As news spread, some people in the community who do not regularly attend Wednesday evening worship at First Baptist stopped by to pray that evening, Wallace noted.
The next morning, he put aside the sermon he had planned for Sunday — a stewardship message encouraging participation in a debt-retirement campaign — and started work on a new sermon.
Hardship and danger
He selected as his text Romans 8:31-39, a New Testament passage in which the Apostle Paul described hardship and danger but assured his readers nothing could separate God’s people from God’s love.
The opening slide of the visual presentation that accompanied the sermon pictured an ambulance and the title, “No Escape.” In his sermon, Wallace acknowledged the reality of corruption in the world and told his congregation nobody is immune.
But he reminded them corruption does not limit God, it is not from God and it is temporary.
“It was a very raw service. People were emotionally exposed,” Wallace said.
“For some, it was peeling back wounds from five years ago. For others, it was peeling back wounds from the Luby’s [cafeteria] killing.”
As he looked at the congregation, he saw military personnel who told him they had been at a site where the shooter opened fire just five minutes before the rampage began. He also saw both military and civilian families who had been through a variety of traumas in recent years.
“For anybody who had experienced tragedy, this reopened the wounds,” he said.
Lifeway Fellowship
A few miles away at Lifeway Fellowship, Pastor Jimmy Towers led in a prayer time for military personnel.
“That’s nothing unusual here,” he said. “We have a large contingency of soldiers in our church, and we’re constantly aware of their needs and are praying for them.”
Towers chose to minister “one-on-one” with military personnel and their families rather than deal with the issue directly in his sermon.

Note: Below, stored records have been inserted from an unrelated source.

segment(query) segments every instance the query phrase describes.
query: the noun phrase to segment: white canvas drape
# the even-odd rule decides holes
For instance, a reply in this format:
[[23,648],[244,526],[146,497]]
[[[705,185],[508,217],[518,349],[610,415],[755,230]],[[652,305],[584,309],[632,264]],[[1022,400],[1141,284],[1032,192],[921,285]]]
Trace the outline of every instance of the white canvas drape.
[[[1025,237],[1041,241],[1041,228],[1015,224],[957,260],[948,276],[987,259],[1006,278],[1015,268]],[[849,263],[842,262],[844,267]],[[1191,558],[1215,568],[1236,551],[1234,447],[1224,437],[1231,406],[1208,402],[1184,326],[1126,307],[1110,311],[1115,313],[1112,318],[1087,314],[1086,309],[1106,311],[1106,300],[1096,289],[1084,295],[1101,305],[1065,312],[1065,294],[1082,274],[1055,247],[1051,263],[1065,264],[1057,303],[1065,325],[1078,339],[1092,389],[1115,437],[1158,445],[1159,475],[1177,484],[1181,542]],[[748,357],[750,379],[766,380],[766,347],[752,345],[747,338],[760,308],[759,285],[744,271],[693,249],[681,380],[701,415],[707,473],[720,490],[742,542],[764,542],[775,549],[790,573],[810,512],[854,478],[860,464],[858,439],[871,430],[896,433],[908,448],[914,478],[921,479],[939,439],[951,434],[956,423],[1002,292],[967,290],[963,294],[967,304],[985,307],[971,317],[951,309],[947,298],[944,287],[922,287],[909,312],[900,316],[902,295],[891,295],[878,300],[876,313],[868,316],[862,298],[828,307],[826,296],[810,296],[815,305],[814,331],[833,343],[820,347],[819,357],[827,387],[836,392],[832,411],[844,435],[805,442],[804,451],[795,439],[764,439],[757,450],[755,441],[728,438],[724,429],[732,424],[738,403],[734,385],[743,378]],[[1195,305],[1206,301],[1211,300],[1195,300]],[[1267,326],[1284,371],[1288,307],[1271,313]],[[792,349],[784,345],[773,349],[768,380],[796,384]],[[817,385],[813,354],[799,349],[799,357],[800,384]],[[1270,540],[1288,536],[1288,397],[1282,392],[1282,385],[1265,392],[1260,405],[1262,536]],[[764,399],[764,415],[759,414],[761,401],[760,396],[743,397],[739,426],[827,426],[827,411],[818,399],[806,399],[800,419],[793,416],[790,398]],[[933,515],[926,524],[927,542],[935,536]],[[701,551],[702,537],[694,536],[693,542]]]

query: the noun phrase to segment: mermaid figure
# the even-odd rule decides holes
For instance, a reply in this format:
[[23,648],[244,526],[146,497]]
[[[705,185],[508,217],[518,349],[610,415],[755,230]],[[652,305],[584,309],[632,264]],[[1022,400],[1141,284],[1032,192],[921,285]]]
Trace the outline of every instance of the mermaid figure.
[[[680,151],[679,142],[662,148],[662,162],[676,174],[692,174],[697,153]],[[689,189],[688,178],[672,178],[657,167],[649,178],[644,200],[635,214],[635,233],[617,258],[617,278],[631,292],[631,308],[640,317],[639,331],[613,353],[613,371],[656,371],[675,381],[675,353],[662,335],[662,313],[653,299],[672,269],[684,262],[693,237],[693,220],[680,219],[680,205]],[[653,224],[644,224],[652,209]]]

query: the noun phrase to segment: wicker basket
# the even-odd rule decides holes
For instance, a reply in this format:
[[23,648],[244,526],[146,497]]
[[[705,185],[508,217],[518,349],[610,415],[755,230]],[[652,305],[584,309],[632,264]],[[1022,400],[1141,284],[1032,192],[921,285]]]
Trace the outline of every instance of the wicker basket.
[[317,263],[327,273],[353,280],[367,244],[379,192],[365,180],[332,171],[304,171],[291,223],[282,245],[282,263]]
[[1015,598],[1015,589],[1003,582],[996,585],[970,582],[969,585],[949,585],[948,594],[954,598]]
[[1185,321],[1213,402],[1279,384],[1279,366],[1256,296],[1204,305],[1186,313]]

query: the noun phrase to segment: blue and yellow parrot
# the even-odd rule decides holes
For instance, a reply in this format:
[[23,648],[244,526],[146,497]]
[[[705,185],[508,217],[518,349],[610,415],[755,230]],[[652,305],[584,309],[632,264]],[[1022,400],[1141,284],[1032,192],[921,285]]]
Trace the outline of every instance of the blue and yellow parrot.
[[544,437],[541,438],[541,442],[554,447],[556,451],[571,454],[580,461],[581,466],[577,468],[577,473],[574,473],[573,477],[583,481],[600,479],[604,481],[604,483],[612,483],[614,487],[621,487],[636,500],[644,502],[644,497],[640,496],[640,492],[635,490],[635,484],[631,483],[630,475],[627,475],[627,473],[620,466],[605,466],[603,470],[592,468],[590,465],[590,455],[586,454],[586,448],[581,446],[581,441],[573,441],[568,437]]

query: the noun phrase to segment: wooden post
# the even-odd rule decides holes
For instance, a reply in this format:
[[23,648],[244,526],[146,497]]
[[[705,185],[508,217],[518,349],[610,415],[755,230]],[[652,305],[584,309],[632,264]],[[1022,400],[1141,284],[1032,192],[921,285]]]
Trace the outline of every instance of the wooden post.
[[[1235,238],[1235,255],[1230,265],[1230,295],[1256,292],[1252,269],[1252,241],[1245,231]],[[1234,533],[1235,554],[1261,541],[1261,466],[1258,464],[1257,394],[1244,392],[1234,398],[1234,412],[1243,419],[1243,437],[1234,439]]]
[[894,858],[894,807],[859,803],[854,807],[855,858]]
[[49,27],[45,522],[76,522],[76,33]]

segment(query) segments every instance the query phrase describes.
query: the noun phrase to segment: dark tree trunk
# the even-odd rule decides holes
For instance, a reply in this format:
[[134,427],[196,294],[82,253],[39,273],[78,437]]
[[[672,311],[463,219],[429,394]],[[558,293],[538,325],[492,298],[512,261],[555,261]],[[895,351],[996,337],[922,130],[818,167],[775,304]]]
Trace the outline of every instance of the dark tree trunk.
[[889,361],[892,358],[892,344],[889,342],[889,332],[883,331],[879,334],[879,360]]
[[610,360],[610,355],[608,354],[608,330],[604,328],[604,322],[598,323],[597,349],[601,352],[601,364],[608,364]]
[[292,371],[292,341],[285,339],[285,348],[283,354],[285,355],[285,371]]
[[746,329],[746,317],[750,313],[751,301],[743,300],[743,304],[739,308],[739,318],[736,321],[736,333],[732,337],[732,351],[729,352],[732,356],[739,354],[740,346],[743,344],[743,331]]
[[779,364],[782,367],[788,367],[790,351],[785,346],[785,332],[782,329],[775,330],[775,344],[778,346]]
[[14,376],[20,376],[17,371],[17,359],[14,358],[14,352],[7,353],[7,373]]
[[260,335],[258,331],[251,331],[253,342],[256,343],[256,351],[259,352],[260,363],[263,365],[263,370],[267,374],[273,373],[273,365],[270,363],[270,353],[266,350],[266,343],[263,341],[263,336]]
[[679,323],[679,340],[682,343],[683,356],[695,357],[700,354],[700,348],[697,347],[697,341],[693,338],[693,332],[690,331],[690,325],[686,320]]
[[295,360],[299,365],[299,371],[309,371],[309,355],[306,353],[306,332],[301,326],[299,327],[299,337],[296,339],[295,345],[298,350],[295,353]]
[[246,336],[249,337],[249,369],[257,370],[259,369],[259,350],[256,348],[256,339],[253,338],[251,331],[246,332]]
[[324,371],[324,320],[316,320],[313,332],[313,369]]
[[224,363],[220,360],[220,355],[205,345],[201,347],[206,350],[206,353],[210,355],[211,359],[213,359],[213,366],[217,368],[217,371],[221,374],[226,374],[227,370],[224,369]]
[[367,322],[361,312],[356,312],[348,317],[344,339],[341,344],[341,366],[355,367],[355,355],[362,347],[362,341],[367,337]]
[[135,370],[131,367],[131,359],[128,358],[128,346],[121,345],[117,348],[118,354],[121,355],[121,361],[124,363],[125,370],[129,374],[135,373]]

It focused on preparation for Easter.
At First Baptist, Wallace confessed he did not know fully what impact the continuing trauma of the most recent shooting would have on the congregation, but he also was looking ahead to Resurrection Sunday.
“We’re going to do Easter,” he said, noting a desire not to allow a killer to rob the Risen Christ of the attention and glory he deserves. “We’ve got to do Easter.”